Dalvi Nafisa, Thomas Gareth J, Marshall John F, Morgan Mark, Bass Rosemary, Ellis Vincent, Speight Paul M, Whawell Simon A
Department of Oral Pathology, Eastman Dental Institute for Oral Health Care Sciences, University College London, London WC1X 8LD, UK.
Biochem Biophys Res Commun. 2004 Apr 23;317(1):92-9. doi: 10.1016/j.bbrc.2004.02.178.
Over-expression of components of the urokinase system is well documented in cancer and is thought to enable tumour cells to migrate and invade. Changes in integrin expression are also a common feature of tumours and have been linked to changes in protease activity. It has been shown that the alphavbeta6 integrin is neo-expressed in a number of epithelial carcinomas and in wound healing situations. We therefore investigated whether alphavbeta6 is able to modulate a key regulator of proteolysis, the urokinase receptor. We report that epithelial cells expressing full-length alphavbeta6 exhibit decreased urokinase receptor expression and function. Furthermore, this novel modulation requires the C-terminal 11 amino acids of the cytoplasmic tail of the beta6 integrin subunit. Cells expressing alphavbeta3, however, did not affect urokinase receptor expression. De novo expression of beta6 by melanoma cells and beta3 by epithelial cells did not influence urokinase receptor expression or function, suggesting that modulation of urokinase system is both integrin subunit and cell-specific.
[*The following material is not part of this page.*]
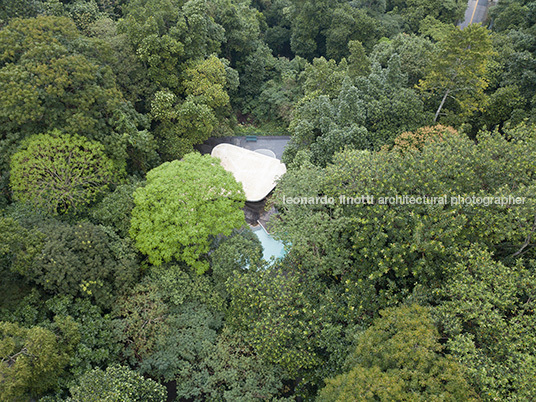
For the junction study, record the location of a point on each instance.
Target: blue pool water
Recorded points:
(271, 247)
尿激酶系统各组分的过表达在癌症中已有充分记载,并且被认为能使肿瘤细胞迁移和侵袭。整合素表达的变化也是肿瘤的一个常见特征,并且与蛋白酶活性的变化有关。研究表明,αvβ6整合素在多种上皮癌和伤口愈合情况下会重新表达。因此,我们研究了αvβ6是否能够调节蛋白水解的关键调节因子——尿激酶受体。我们报告称,表达全长αvβ6的上皮细胞表现出尿激酶受体表达和功能降低。此外,这种新的调节需要β6整合素亚基细胞质尾的C末端11个氨基酸。然而,表达αvβ3的细胞并未影响尿激酶受体的表达。黑色素瘤细胞中β6的从头表达以及上皮细胞中β3的从头表达均未影响尿激酶受体的表达或功能,这表明尿激酶系统的调节具有整合素亚基和细胞特异性。